Since the 2022 Grand Prix, I have been publishing predictions for chess tournaments with super grandmasters. I am interested in understanding who is likely to win, and what the probability is for each player. We can also answer other interesting questions, such as, “How likely is the Candidates Tournament to go to tiebreaks?” (22%!) So what goes into making these predictions? A few simple steps.

Predicting the outcome of individual games
Programming the tournament format
Simulating the tournament 10,000+ times

Predicting Individual Games

Every chess tournament is fundamentally the same - we take the results of many individual chess games and we calculate the total points scored for each player to determine the winner. So, the first step in predicting tournament outcomes is creating a good mechanism to predict individual games.

I built a machine learning model to predict the results of chess games given the Elo for the white player and the Elo for the black player. This works really well because the model captures important relationships like white having an advantage over black and that draws are more likely as Elo increases. Both of these relationships are critical to model correctly when predicting tournament outcomes. I wrote an article called Elo Ratings v. Machine Learning earlier in the year, in case you’d like some more details. Below is an example of output from the model showing draw probability as Elo increases. You can see at the super GM level, the draw rate is about 55%.

Programming The Tournament Format

Once we can predict individual games, the next step is to write code to collect information about the players (i.e., names and Elos), the tournament schedule, and the tiebreak procedures. This is a relatively straightforward task, though each tournament usually has a slightly unique format that requires coding. For example, the Grand Prix used a pool-play system and then moved to a knockout, whereas the Candidates Tournament is a double round robin. Each tournament also has different tiebreak procedures that must be considered in the code.

The code for the simulations is available on my GitHub, free for you to use and explore yourself! For example, here is the code to simulate the Candidates Tournament in Python.

Running A Lot Of Simulations

More code! In Python. On my GitHub for you to see.

Once we can simulate the results of a tournament we want to run that simulation over and over to get a sense for the probability of each outcome.

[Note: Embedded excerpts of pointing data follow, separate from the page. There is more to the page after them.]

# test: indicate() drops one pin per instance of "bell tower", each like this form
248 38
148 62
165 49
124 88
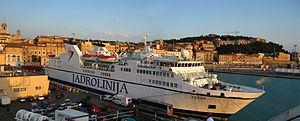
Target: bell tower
4 28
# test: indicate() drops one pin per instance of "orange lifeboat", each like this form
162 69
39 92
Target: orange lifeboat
106 58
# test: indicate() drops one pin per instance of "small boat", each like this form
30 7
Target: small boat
106 58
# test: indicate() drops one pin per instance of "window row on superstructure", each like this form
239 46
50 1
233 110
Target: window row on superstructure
157 73
126 69
105 74
163 83
88 71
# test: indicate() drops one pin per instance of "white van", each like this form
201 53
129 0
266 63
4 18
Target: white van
4 100
107 97
122 100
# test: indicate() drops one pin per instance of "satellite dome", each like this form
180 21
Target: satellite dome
185 53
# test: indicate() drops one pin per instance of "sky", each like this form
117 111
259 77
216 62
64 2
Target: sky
126 20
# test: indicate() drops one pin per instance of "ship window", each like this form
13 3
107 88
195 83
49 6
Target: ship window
175 85
167 84
171 84
172 75
222 95
212 106
16 89
23 89
38 88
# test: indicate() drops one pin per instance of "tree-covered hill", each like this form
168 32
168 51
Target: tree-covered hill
208 38
252 48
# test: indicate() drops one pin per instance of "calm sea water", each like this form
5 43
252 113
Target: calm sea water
281 95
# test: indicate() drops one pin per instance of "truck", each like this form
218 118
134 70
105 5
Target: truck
122 100
71 115
4 100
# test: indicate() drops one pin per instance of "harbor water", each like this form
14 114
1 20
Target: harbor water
281 95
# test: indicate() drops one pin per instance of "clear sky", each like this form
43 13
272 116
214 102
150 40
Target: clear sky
126 20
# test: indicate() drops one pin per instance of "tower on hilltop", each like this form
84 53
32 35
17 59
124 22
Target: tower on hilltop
4 28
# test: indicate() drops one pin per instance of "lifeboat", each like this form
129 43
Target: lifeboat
106 58
89 57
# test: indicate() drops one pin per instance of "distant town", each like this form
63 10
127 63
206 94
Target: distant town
220 50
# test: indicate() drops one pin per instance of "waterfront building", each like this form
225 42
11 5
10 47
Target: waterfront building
240 59
167 53
14 54
205 56
14 83
225 58
86 46
5 37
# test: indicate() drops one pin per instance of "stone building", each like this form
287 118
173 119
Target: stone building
14 54
205 56
15 84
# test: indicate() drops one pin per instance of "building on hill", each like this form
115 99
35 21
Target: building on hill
5 37
240 59
50 39
14 54
205 56
15 83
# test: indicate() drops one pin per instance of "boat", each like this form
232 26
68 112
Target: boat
174 80
89 56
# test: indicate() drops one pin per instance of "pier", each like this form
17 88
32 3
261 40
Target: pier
254 72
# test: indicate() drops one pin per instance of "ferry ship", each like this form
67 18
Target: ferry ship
174 80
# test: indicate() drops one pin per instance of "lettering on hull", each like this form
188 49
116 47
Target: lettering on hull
109 85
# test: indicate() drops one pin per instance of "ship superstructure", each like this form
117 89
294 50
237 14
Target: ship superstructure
175 80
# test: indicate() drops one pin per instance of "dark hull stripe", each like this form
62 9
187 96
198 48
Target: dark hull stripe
148 85
189 113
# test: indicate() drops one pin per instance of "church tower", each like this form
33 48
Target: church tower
4 28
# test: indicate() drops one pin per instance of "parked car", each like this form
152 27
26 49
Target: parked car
45 104
40 97
67 102
21 99
30 98
51 116
59 96
34 107
51 107
94 109
55 89
107 97
40 111
48 96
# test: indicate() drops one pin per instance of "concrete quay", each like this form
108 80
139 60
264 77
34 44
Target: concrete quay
254 72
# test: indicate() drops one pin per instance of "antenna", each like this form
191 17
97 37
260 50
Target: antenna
145 38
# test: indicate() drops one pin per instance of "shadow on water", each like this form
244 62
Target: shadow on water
281 95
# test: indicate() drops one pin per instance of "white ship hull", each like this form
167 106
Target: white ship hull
184 102
167 84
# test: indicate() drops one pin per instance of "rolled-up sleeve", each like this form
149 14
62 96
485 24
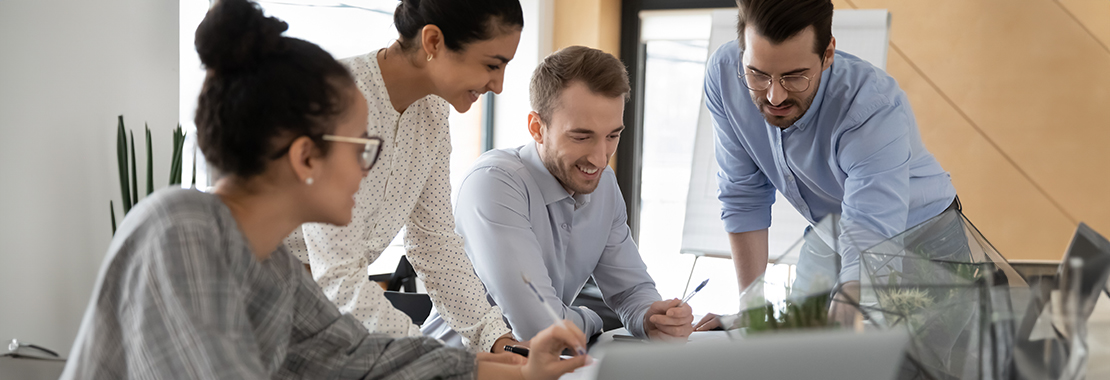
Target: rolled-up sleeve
492 213
745 192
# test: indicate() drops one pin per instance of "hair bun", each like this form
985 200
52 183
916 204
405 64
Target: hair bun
235 35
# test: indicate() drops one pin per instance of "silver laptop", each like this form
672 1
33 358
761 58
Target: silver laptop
827 356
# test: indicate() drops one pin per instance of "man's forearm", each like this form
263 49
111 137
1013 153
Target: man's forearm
749 255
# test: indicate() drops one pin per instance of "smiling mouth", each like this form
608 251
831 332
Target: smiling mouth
780 110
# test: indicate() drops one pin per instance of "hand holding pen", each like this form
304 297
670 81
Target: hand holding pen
556 321
670 319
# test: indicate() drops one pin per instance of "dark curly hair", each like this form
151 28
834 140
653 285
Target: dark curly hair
462 22
261 87
780 20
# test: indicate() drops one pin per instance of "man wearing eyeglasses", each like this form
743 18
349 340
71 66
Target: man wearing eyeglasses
831 132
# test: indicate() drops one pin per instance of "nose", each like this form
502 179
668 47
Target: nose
599 156
495 82
776 93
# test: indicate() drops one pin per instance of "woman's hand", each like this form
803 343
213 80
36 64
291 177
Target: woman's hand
544 360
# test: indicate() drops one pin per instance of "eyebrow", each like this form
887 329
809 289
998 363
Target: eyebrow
795 71
586 131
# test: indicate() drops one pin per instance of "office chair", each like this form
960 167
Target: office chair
416 306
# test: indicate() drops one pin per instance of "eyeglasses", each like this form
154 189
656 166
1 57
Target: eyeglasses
757 81
373 148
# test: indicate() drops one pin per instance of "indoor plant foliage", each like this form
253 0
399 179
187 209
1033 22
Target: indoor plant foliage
129 186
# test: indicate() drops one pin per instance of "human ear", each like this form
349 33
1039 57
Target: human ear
536 127
829 53
303 157
431 40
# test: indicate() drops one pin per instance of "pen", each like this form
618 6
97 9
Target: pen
694 292
518 350
555 319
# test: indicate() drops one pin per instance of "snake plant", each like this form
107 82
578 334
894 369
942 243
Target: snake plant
129 181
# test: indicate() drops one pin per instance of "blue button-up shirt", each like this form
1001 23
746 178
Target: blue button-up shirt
856 151
516 219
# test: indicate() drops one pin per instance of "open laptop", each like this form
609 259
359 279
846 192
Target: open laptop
827 356
1095 250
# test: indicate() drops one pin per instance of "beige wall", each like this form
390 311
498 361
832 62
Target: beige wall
594 23
1011 96
1013 99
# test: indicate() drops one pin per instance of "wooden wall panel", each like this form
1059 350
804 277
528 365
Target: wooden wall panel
1001 202
1013 99
594 23
1095 16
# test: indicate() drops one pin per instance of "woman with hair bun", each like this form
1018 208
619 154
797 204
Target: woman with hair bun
198 286
448 52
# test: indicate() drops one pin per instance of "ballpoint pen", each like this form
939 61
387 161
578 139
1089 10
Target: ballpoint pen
694 292
518 350
555 320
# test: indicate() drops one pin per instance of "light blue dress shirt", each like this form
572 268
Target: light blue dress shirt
516 218
856 151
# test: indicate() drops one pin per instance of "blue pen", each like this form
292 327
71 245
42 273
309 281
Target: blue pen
555 319
694 292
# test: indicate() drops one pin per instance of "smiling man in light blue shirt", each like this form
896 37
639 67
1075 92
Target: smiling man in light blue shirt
831 132
552 210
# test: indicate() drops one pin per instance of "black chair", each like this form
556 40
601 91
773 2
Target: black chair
416 306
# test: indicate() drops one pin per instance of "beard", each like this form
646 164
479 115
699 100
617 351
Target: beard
565 173
784 122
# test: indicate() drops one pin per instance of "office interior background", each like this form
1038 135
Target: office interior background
1011 96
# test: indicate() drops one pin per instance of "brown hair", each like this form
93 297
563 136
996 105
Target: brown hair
602 72
779 20
261 86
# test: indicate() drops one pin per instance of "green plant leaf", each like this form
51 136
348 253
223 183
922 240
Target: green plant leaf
175 158
134 178
193 185
150 165
121 158
111 210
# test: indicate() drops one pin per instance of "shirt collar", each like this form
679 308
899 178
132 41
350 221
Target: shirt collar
811 112
550 187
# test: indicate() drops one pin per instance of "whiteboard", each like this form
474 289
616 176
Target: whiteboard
864 33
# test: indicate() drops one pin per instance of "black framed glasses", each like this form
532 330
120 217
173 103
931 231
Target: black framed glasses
369 157
758 81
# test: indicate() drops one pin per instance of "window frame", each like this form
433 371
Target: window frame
634 55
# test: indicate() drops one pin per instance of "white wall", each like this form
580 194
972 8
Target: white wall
512 107
68 69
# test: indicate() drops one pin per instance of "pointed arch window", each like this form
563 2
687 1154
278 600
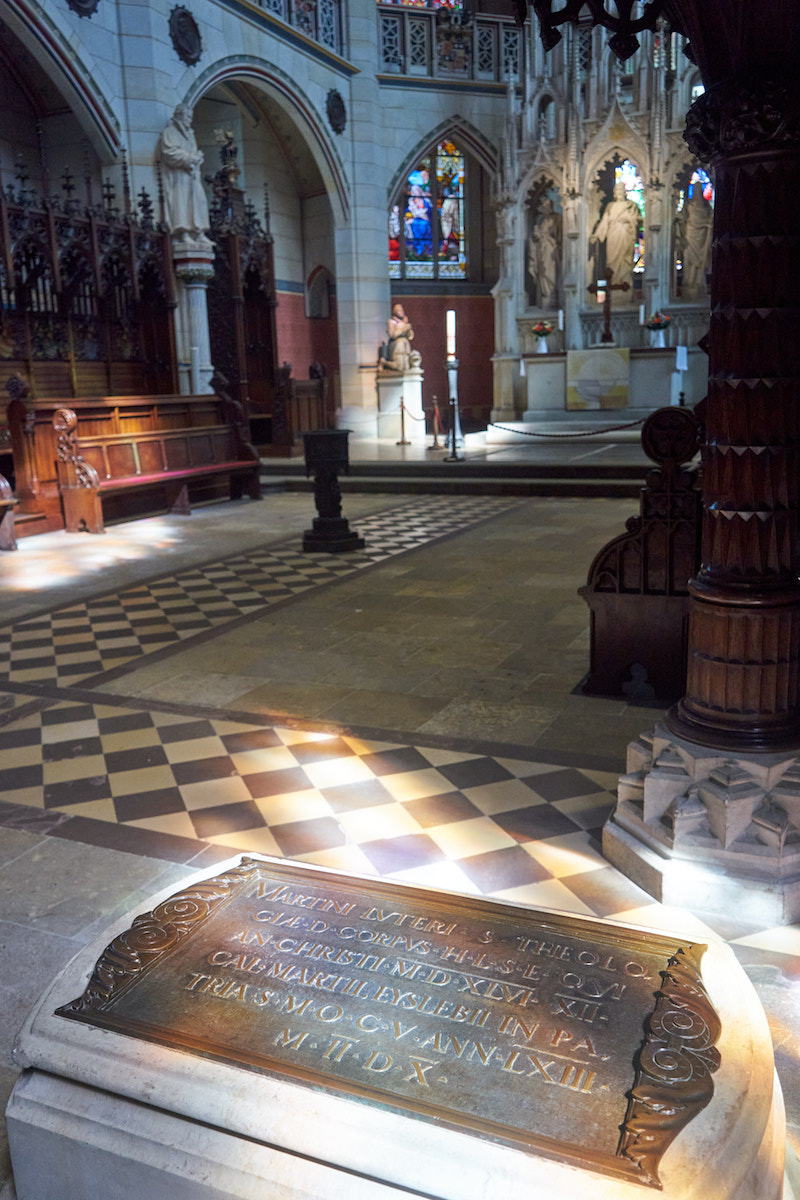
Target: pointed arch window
426 226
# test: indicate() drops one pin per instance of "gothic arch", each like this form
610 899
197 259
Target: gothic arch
74 78
286 93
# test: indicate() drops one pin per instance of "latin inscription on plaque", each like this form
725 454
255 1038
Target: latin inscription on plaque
564 1037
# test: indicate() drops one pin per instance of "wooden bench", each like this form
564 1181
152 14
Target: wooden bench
163 460
7 504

I usually run 50,000 (or more) simulations, which is generally enough to have an accuracy within 0.1% (assuming the model for individual games is accurate). That model is not perfect, but it serves as a good approximation.

For example, in round four of the 2022 Candidates Tournament when Ding Liren (white, 2799) faces off against Caruana (black, 2787), there is a 25.4% chance Ding Liren wins, a 57.1% chance of a draw, and a 17.5% chance Caruana wins, according to the model.

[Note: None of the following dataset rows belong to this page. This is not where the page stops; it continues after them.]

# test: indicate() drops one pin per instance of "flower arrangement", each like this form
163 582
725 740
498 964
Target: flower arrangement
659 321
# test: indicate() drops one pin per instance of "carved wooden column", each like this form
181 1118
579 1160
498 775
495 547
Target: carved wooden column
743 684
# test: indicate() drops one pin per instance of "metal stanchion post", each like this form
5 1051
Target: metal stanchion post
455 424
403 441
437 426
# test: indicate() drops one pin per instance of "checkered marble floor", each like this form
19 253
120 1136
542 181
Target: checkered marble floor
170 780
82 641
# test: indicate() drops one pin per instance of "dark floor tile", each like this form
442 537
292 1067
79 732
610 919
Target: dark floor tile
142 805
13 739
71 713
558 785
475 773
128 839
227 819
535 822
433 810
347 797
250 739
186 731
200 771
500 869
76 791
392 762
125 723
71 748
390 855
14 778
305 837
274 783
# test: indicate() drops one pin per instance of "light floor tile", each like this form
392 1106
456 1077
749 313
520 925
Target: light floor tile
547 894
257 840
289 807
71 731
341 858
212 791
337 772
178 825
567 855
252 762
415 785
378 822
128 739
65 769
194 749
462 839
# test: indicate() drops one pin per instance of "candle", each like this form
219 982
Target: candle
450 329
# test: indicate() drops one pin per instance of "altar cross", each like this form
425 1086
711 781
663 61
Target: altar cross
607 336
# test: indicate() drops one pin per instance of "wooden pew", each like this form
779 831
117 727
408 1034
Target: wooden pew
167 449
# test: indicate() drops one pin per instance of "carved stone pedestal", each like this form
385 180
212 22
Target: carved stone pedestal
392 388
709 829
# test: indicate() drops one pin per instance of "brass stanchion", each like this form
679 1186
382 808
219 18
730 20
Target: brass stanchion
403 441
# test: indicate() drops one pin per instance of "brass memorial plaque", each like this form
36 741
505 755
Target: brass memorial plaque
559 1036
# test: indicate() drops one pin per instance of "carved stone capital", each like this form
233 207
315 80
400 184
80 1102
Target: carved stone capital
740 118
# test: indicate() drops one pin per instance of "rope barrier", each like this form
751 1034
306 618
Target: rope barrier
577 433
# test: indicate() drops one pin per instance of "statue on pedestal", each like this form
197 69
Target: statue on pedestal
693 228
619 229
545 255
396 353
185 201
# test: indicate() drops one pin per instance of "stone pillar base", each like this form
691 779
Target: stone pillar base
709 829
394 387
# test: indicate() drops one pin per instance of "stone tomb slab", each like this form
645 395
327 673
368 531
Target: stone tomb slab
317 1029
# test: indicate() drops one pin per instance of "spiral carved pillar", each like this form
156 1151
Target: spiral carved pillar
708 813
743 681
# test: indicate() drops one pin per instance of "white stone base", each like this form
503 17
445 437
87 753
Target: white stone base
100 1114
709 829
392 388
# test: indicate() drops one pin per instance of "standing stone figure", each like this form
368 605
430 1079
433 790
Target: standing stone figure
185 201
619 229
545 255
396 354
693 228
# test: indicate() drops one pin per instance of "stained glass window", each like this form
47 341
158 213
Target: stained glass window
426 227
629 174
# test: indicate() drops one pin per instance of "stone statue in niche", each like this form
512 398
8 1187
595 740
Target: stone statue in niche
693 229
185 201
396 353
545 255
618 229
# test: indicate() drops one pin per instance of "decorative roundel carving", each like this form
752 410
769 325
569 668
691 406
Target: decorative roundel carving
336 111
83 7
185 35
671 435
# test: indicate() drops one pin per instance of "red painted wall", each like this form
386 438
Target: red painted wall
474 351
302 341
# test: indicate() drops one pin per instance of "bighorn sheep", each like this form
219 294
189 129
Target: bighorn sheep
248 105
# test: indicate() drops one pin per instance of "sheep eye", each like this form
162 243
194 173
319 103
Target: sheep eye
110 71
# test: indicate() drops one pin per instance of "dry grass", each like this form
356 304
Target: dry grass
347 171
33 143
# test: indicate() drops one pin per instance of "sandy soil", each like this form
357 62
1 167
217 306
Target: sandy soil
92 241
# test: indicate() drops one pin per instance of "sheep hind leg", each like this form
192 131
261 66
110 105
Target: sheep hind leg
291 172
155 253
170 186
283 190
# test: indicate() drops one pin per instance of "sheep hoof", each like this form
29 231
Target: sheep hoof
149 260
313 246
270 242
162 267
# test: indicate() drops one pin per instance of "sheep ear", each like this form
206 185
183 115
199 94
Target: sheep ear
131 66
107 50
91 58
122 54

Back to the simulations! Once we have our 50,000 simulated tournaments, we can inspect the results for interesting things. Some topics I’ve been curious about for the 2022 Candidates Tournament:

Most obviously, what is the probability of each player winning after each round?
What is the average winning score?
How often does the winner of the tournament lose any of their games with black?
What are the chances the event goes to tiebreaks?

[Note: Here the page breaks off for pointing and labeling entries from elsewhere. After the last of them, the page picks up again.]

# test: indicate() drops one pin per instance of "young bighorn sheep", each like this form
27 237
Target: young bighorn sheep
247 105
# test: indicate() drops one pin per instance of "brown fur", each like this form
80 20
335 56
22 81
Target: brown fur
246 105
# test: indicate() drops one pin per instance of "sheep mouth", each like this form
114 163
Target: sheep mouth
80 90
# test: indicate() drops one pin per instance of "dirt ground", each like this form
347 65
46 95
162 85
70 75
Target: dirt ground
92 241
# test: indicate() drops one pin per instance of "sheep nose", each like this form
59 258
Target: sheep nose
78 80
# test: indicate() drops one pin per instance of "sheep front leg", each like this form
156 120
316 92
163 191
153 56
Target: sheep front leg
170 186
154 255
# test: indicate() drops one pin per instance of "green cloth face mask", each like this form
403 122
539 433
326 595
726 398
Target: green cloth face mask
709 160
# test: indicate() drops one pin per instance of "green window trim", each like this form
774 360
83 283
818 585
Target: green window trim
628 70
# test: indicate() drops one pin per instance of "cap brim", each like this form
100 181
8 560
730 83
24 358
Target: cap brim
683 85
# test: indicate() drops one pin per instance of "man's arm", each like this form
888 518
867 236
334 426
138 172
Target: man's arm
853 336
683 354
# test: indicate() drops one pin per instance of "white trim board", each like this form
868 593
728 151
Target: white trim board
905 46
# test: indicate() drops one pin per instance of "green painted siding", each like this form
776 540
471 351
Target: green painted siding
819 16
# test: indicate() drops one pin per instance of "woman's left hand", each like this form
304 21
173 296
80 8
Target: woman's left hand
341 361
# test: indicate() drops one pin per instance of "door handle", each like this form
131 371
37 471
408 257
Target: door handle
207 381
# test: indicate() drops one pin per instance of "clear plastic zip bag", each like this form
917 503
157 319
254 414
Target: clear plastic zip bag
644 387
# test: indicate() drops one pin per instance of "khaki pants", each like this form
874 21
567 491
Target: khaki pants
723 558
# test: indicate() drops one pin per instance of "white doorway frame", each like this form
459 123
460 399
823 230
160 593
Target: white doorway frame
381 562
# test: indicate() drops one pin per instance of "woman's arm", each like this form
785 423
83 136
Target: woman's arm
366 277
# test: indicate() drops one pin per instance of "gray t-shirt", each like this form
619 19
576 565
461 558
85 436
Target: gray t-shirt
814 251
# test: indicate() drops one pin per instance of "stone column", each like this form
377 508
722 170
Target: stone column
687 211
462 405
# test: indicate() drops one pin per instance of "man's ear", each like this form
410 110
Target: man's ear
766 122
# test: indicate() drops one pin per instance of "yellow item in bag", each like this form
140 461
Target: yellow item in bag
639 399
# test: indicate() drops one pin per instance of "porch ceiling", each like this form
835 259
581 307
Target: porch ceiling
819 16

All Models Are Wrong, Some Are Useful

No model attempting to predict the outcome of a future event is perfect. Anyone claiming otherwise is going to be selling you snake oil very soon! But, some models do a good job of capturing an approximation of the real world. As humans, we understand that Ding is more likely to win with white against Caruana than the other way around, and the model can help us approximate that difference.

As of round three, my predictions say that both Nepo and Caruana have a 25% chance to win the event. So if Firouzja wins, does that mean my model was wrong? No, as it stands today, I believe it’s approximately true that they each have a 25% chance of winning, but that doesn’t mean it will turn out that way - in fact, it also means there is a 75% chance that Caruana will not win the tournament!

So, I claim the model and my simulations are useful, but there are many ways I could improve them. If you have more suggestions to improve the simulations or model, please let me know on Twitter or Reddit.

Future improvements

How drawish each player is individually (ehem, Drawdjabov!)
Previous head-to-head results
How good each player is with white and black
Considering the tournament situation in individual game predictions (e.g., sometimes a player may need a win so they give up drawing chances for a small increase in winning chances)

Hopefully this helps you understand the simulations I publish, and please feel free to ask questions if you have them.